VietJet Air plans ambitious expansion including Vietnam’s first long-haul low-cost operation
VietJet Air plans to pursue significant expansion of its international network over the next few years as the carrier rapidly expands its A320 fleet and looks to launch a widebody operation.
Singapore will in May-2014 become VietJet’s second scheduled international destination after Bangkok. Several more international destinations in Southeast and North Asia are expected to be added by the end of 2014. The airline also aims to begin serving Australia, Europe and the Americas within three years using a new fleet of widebody aircraft.
In addition VietJet is pursuing ambitious growth outside its home market: its first overseas joint venture, Thai VietJet, is preparing to launch services in Sep-2014. Thai VietJet will initially operate three A320s while in the Vietnamese market VietJet will add seven A320s in 2014 for a total of 17 aircraft. Both airlines will use the additional capacity to launch a relatively even mix of new domestic and international routes.
Kenya Airways new budget subsidiary Jambojet to focus on stimulating demand in domestic market
Kenya Airways low-cost carrier subsidiary Jambojet plans to launch operations on 1-Apr-2014 with 737-300 services on Kenya’s three largest domestic routes. Jambojet becomes only the fourth LCC brand in the intra-Africa market and the first by most measures for Kenya.
Jambojet is primarily a defensive move for Kenya Airways, which recognises that if it did not make an early move in the LCC sector a competitor would. But it also sees a budget brand as the best option for stimulating demand and growing Kenya’s domestic market.
Jambojet plans to only operate domestically in its first phase. International services could come later but Kenya Airways seems in no hurry to pursue ambitious growth for its new subsidiary.
Aegean Airlines’ annus mirabilis, but can it maintain the momentum in 2014?

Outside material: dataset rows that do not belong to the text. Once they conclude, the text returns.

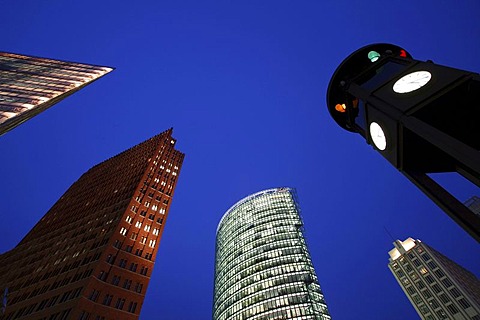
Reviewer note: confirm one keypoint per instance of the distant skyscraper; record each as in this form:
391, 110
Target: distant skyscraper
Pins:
30, 85
437, 287
263, 268
473, 204
92, 254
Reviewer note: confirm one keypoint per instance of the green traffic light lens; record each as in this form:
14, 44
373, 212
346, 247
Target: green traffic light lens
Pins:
373, 56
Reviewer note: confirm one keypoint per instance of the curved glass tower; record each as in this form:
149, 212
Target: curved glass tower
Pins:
262, 266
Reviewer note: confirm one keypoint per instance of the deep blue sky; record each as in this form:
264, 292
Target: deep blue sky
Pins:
243, 83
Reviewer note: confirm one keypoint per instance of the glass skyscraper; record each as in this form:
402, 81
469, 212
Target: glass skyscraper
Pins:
263, 269
30, 85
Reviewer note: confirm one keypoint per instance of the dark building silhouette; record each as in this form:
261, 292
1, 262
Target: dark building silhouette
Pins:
30, 85
436, 286
92, 254
420, 116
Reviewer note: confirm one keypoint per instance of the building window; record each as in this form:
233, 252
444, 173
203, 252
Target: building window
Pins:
152, 243
132, 307
439, 273
107, 300
452, 309
110, 259
455, 292
127, 284
444, 298
123, 263
102, 276
447, 283
436, 288
429, 279
425, 256
434, 304
94, 295
464, 303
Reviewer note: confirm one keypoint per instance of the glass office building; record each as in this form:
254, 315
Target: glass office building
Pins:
263, 269
30, 85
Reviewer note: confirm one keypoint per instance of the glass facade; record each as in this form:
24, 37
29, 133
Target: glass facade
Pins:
262, 268
436, 286
29, 85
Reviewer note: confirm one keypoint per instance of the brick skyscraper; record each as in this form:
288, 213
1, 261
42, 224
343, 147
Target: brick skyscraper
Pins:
436, 286
30, 85
92, 254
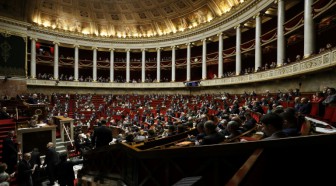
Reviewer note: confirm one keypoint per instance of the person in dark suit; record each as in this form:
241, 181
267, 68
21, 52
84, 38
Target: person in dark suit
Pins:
9, 152
25, 171
102, 135
33, 99
212, 136
66, 174
35, 160
4, 114
51, 161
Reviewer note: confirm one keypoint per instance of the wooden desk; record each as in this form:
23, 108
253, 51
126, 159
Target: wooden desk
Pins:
37, 137
67, 122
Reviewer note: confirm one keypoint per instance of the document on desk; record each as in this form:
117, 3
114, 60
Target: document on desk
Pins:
325, 130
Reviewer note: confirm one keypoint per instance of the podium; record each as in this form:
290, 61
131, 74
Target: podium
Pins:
65, 123
36, 137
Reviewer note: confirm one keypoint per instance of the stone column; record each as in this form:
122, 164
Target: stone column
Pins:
33, 58
128, 64
143, 65
173, 64
188, 61
56, 60
204, 67
238, 50
220, 55
309, 39
94, 73
281, 33
158, 62
258, 51
112, 65
76, 58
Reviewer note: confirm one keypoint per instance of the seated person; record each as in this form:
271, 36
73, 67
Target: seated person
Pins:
233, 128
33, 122
82, 143
212, 136
272, 125
33, 99
4, 114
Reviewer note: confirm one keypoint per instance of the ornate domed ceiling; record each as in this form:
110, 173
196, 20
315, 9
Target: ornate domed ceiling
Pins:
118, 18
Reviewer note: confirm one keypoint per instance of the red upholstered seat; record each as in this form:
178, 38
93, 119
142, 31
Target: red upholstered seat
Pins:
314, 110
328, 114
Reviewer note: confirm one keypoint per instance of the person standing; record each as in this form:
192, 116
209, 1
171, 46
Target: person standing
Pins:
36, 161
4, 176
25, 171
102, 135
51, 161
66, 174
9, 152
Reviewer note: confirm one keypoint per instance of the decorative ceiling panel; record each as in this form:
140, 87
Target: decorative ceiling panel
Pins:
123, 18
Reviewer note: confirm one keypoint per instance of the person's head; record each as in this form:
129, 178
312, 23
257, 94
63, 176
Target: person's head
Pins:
26, 156
63, 157
180, 128
290, 119
271, 122
200, 127
209, 127
3, 167
11, 133
103, 122
50, 145
233, 127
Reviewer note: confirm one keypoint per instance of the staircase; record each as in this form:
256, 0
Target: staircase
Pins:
60, 146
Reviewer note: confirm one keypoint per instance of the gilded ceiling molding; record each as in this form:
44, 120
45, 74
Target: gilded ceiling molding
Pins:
226, 21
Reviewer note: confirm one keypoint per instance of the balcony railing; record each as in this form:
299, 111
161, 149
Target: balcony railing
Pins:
314, 63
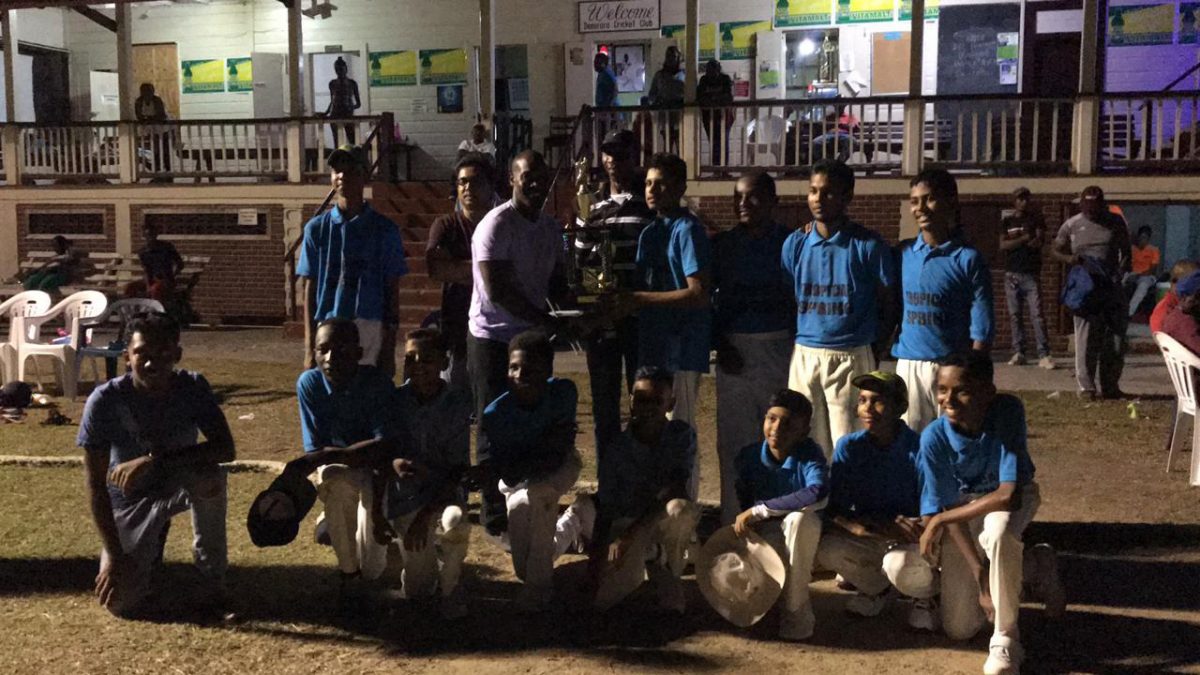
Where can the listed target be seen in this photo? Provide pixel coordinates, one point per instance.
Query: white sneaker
(1003, 657)
(863, 604)
(923, 615)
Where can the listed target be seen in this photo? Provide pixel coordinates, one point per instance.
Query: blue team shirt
(337, 419)
(947, 299)
(874, 482)
(953, 465)
(761, 479)
(835, 284)
(352, 263)
(750, 290)
(633, 475)
(669, 251)
(131, 424)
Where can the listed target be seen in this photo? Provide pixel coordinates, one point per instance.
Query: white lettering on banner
(619, 15)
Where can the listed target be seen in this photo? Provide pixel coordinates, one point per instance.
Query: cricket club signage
(619, 15)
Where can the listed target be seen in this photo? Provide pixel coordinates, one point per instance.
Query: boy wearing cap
(783, 482)
(641, 521)
(978, 496)
(531, 448)
(843, 276)
(1097, 238)
(947, 293)
(349, 430)
(1021, 234)
(874, 507)
(624, 214)
(351, 262)
(424, 502)
(145, 464)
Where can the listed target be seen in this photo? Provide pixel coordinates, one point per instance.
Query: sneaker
(1044, 580)
(1003, 657)
(923, 615)
(796, 627)
(863, 604)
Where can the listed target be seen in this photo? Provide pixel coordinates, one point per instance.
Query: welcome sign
(619, 15)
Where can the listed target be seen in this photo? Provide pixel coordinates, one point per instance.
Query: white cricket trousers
(439, 563)
(825, 377)
(921, 377)
(742, 402)
(533, 517)
(347, 494)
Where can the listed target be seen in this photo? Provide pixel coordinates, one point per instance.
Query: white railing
(1150, 130)
(77, 151)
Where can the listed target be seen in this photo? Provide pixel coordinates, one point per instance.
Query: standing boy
(843, 276)
(947, 293)
(145, 464)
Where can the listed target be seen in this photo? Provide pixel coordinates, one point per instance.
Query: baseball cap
(887, 383)
(353, 155)
(619, 139)
(275, 515)
(1188, 286)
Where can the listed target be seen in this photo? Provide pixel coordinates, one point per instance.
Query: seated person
(145, 464)
(781, 483)
(1179, 272)
(645, 520)
(1181, 323)
(424, 501)
(531, 437)
(349, 432)
(978, 496)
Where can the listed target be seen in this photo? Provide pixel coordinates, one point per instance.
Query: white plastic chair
(1185, 366)
(17, 309)
(120, 312)
(75, 308)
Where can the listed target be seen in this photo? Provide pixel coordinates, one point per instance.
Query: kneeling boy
(531, 436)
(781, 483)
(145, 465)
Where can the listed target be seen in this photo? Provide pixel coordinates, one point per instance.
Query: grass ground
(1129, 535)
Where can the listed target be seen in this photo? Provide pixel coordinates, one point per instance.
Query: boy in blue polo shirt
(783, 482)
(424, 500)
(673, 261)
(351, 262)
(977, 485)
(947, 293)
(874, 505)
(349, 430)
(843, 278)
(145, 465)
(531, 436)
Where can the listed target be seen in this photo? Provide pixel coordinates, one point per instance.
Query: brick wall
(982, 213)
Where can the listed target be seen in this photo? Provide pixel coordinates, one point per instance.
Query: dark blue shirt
(339, 419)
(669, 251)
(867, 481)
(953, 465)
(799, 481)
(750, 290)
(947, 299)
(835, 282)
(352, 263)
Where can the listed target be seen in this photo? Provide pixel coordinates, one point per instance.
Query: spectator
(1179, 272)
(1097, 238)
(448, 257)
(1144, 261)
(478, 143)
(1021, 236)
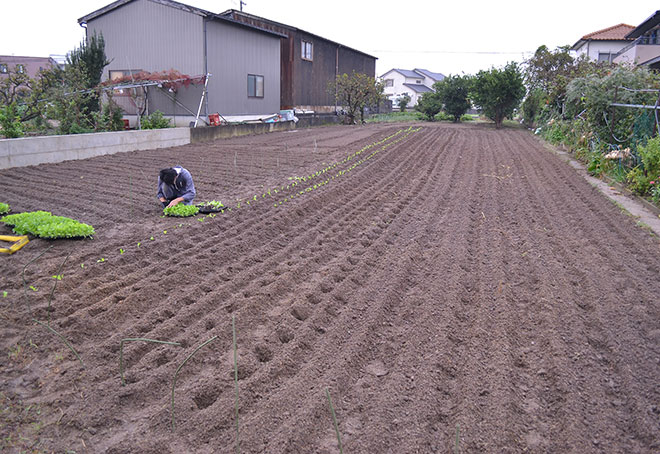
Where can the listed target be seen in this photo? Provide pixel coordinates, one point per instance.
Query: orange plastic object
(18, 242)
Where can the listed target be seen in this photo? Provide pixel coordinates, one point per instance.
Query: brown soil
(462, 290)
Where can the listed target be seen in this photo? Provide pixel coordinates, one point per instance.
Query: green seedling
(43, 224)
(181, 210)
(177, 373)
(121, 352)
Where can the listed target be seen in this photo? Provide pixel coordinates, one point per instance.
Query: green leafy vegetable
(181, 210)
(43, 224)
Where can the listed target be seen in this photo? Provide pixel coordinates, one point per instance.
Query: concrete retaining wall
(226, 131)
(48, 149)
(30, 151)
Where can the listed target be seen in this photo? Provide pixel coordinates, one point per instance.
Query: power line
(451, 52)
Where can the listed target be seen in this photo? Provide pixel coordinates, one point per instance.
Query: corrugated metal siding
(151, 37)
(233, 53)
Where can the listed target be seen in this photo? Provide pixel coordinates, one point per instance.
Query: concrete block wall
(49, 149)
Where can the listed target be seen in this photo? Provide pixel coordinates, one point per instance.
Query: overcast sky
(450, 37)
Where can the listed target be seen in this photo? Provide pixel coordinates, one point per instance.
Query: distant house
(28, 65)
(603, 45)
(412, 82)
(309, 63)
(162, 35)
(644, 48)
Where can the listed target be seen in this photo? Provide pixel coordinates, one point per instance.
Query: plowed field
(453, 287)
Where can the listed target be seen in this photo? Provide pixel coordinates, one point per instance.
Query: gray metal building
(162, 35)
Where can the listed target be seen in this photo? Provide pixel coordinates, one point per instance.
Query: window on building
(117, 74)
(307, 51)
(255, 86)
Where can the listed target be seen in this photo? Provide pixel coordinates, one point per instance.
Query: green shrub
(10, 121)
(181, 210)
(43, 224)
(155, 120)
(648, 170)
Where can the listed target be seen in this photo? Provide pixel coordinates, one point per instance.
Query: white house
(412, 82)
(603, 45)
(644, 48)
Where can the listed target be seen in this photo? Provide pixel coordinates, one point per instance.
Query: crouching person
(175, 186)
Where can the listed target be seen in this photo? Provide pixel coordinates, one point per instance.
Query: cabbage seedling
(181, 210)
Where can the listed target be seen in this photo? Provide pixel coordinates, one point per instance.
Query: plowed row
(452, 286)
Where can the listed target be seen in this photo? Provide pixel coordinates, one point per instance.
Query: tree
(453, 92)
(498, 92)
(404, 100)
(90, 59)
(355, 93)
(429, 104)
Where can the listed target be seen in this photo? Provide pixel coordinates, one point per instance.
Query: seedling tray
(18, 242)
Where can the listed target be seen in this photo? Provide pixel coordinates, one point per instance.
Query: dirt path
(446, 280)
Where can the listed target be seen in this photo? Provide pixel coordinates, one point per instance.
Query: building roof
(614, 33)
(418, 88)
(648, 24)
(173, 4)
(430, 75)
(416, 73)
(231, 12)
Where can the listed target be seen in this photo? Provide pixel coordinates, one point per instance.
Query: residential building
(414, 83)
(243, 60)
(309, 63)
(28, 65)
(644, 48)
(603, 45)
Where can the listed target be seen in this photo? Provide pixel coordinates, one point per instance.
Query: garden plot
(453, 287)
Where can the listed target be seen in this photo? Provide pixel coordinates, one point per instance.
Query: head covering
(168, 175)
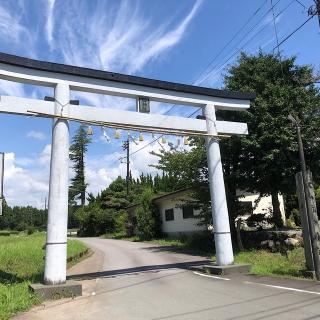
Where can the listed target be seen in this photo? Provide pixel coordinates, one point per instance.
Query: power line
(275, 26)
(233, 37)
(293, 32)
(246, 23)
(301, 4)
(225, 46)
(220, 66)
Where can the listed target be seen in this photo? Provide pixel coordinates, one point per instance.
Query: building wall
(179, 224)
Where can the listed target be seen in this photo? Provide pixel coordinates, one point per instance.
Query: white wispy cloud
(38, 135)
(11, 30)
(50, 21)
(118, 39)
(32, 187)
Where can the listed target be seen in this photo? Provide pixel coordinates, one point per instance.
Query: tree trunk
(239, 241)
(83, 191)
(277, 217)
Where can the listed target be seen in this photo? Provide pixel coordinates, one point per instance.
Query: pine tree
(78, 148)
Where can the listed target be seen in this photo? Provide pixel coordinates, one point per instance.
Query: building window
(169, 214)
(187, 212)
(245, 207)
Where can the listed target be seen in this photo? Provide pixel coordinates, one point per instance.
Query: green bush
(30, 230)
(147, 217)
(94, 221)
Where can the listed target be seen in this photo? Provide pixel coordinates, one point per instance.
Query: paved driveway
(128, 280)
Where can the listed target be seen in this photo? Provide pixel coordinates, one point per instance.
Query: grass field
(22, 263)
(268, 263)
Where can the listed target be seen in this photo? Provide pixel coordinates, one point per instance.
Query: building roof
(117, 77)
(164, 196)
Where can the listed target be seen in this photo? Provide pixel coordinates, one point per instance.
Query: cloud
(50, 21)
(32, 187)
(11, 88)
(120, 39)
(38, 135)
(11, 30)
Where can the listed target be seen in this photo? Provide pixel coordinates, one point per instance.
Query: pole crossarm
(128, 120)
(49, 74)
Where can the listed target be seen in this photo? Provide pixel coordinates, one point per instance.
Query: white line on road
(283, 288)
(210, 276)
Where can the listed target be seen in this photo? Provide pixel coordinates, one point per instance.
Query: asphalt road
(128, 280)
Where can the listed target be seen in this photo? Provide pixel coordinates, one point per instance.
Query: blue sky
(171, 40)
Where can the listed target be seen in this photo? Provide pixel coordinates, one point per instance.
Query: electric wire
(293, 32)
(245, 44)
(218, 67)
(224, 47)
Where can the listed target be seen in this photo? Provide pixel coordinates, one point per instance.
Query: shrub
(147, 217)
(30, 230)
(94, 221)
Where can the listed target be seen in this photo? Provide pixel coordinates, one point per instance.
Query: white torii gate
(64, 78)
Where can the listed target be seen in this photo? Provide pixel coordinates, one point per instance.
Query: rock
(267, 244)
(292, 243)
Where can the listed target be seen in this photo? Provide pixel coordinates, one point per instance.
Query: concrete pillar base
(69, 289)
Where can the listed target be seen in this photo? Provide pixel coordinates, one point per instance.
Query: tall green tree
(78, 148)
(266, 160)
(267, 157)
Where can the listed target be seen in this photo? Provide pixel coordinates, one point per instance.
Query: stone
(292, 243)
(268, 244)
(69, 289)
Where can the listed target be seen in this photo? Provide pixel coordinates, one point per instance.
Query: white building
(179, 218)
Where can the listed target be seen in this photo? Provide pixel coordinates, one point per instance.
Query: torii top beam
(48, 74)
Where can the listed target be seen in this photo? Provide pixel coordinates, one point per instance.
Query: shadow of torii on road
(137, 270)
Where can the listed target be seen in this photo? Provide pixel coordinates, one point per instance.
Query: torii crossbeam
(64, 78)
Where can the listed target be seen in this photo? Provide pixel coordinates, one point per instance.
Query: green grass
(274, 264)
(22, 263)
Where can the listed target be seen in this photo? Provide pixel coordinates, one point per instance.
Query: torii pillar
(56, 246)
(220, 216)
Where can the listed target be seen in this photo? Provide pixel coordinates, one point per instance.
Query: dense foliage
(22, 218)
(106, 211)
(266, 160)
(78, 148)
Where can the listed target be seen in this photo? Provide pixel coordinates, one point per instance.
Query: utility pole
(315, 10)
(1, 180)
(126, 146)
(313, 238)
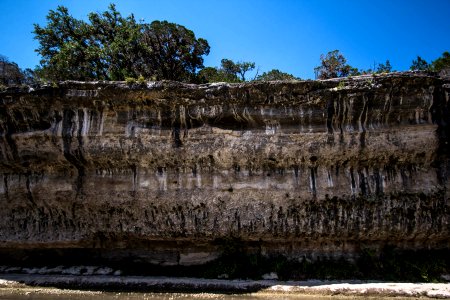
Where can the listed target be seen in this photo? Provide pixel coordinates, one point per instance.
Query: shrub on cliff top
(112, 47)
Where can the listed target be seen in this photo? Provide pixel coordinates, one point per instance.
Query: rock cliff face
(162, 171)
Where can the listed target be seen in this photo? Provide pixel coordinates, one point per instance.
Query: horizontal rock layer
(164, 170)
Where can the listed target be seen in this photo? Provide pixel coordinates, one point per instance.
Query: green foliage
(384, 68)
(210, 74)
(130, 80)
(175, 53)
(112, 47)
(233, 70)
(333, 65)
(10, 72)
(441, 63)
(229, 71)
(275, 74)
(141, 79)
(419, 64)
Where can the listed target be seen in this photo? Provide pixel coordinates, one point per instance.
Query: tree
(229, 71)
(10, 72)
(66, 47)
(275, 74)
(174, 51)
(111, 47)
(333, 65)
(384, 68)
(419, 64)
(118, 40)
(441, 63)
(235, 69)
(211, 74)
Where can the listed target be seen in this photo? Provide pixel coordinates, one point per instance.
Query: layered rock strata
(162, 171)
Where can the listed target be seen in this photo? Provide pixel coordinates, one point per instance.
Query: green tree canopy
(384, 68)
(419, 64)
(112, 47)
(441, 63)
(333, 65)
(229, 71)
(10, 72)
(275, 74)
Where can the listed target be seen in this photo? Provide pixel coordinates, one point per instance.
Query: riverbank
(29, 282)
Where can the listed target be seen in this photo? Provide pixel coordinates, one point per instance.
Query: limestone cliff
(163, 170)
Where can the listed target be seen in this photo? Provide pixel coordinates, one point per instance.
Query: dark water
(38, 295)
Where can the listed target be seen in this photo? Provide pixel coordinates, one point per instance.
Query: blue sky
(288, 35)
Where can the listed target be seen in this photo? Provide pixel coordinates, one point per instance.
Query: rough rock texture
(164, 170)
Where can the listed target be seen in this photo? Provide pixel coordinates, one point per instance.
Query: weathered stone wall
(163, 170)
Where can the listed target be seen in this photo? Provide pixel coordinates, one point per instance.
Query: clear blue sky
(288, 35)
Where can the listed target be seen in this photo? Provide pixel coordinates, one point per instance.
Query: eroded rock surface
(162, 171)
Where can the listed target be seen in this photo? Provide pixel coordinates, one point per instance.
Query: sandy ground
(135, 283)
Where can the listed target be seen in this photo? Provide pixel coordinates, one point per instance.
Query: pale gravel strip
(311, 287)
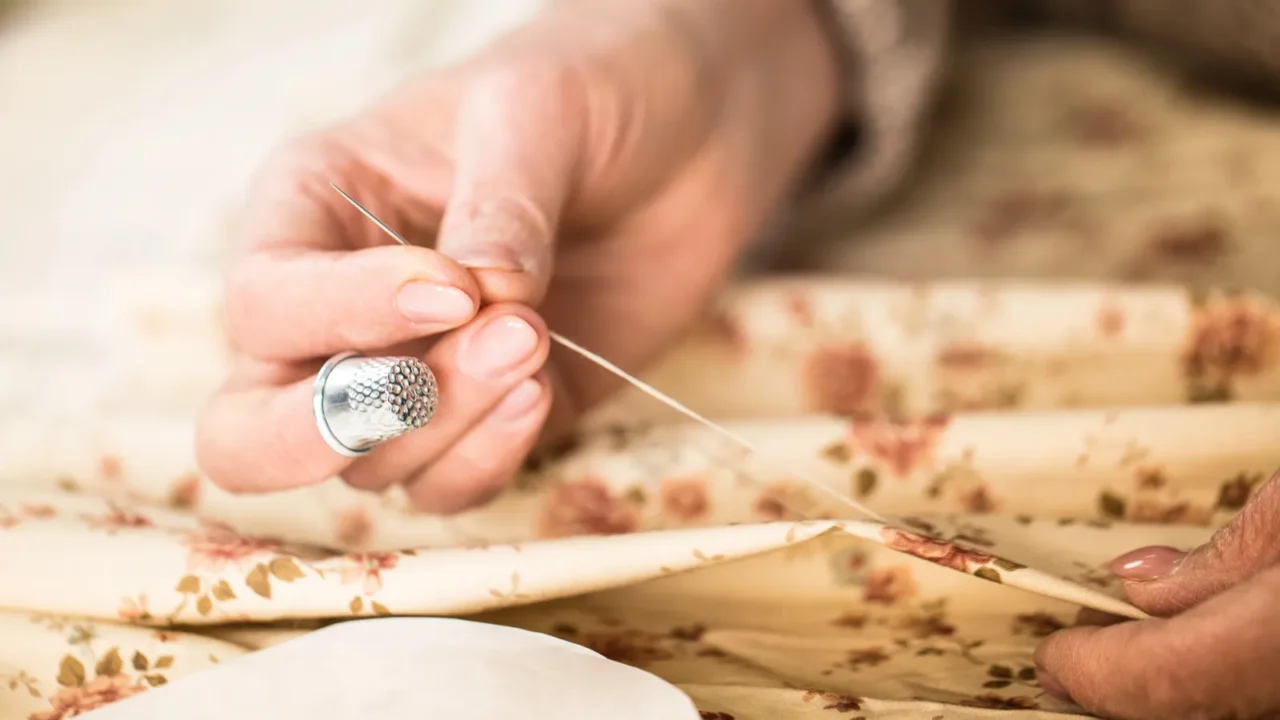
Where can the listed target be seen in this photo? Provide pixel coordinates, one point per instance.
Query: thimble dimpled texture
(393, 395)
(369, 400)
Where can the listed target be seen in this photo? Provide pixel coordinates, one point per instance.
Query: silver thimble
(360, 401)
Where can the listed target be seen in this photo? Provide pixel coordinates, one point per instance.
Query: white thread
(649, 390)
(693, 414)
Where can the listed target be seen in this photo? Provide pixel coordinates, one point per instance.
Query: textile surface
(1050, 422)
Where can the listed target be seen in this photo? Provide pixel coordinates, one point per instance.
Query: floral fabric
(1020, 432)
(1011, 445)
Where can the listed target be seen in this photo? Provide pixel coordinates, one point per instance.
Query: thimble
(361, 402)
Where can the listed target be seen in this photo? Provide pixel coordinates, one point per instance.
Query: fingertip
(263, 440)
(508, 286)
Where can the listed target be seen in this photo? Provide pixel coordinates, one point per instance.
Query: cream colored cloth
(1055, 425)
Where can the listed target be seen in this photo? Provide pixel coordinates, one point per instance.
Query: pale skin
(598, 171)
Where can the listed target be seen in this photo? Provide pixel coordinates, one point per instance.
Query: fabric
(1042, 424)
(900, 55)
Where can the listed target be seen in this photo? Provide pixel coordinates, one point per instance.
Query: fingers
(1215, 661)
(265, 438)
(480, 464)
(476, 367)
(289, 305)
(1165, 580)
(517, 147)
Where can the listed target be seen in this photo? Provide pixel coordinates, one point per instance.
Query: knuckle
(548, 89)
(242, 302)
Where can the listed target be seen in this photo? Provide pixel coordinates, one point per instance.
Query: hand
(604, 164)
(1214, 646)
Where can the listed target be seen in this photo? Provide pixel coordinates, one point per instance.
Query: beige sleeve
(892, 54)
(895, 54)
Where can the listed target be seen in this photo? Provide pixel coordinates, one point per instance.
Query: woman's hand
(603, 164)
(1214, 648)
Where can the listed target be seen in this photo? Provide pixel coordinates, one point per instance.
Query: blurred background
(128, 130)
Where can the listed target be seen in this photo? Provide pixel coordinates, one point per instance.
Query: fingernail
(490, 256)
(1147, 564)
(499, 347)
(1050, 684)
(428, 302)
(519, 402)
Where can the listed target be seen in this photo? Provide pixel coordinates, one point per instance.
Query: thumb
(1164, 580)
(516, 149)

Aegean Airlines had a good 2013. Not only did it return to profit for the first time since 2009, but it recorded its best result since its 2007 listing on the Athens Stock Exchange. All the key indicators improved: double digit passenger growth, load factor gains, a sharp increase in revenue per ASK and a fall in costs per ASK. Moreover, on the strategic front, it finally completed the acquisition of Greek rival Olympic Air after first attempting this in 2011.
The challenge for Aegean will be to maintain the momentum in 2014.
The integration of the loss-making Olympic, while giving the potential for synergies, will inevitably absorb significant management attention. Meanwhile, keeping hold of RASK gains in the face of growing competition from LCC competitors (Ryanair will open bases in Athens and Thessaloniki in Apr-2014) and continuing to reduce CASK will also be crucial to showing that the 2013 result was not just a flash in the pan.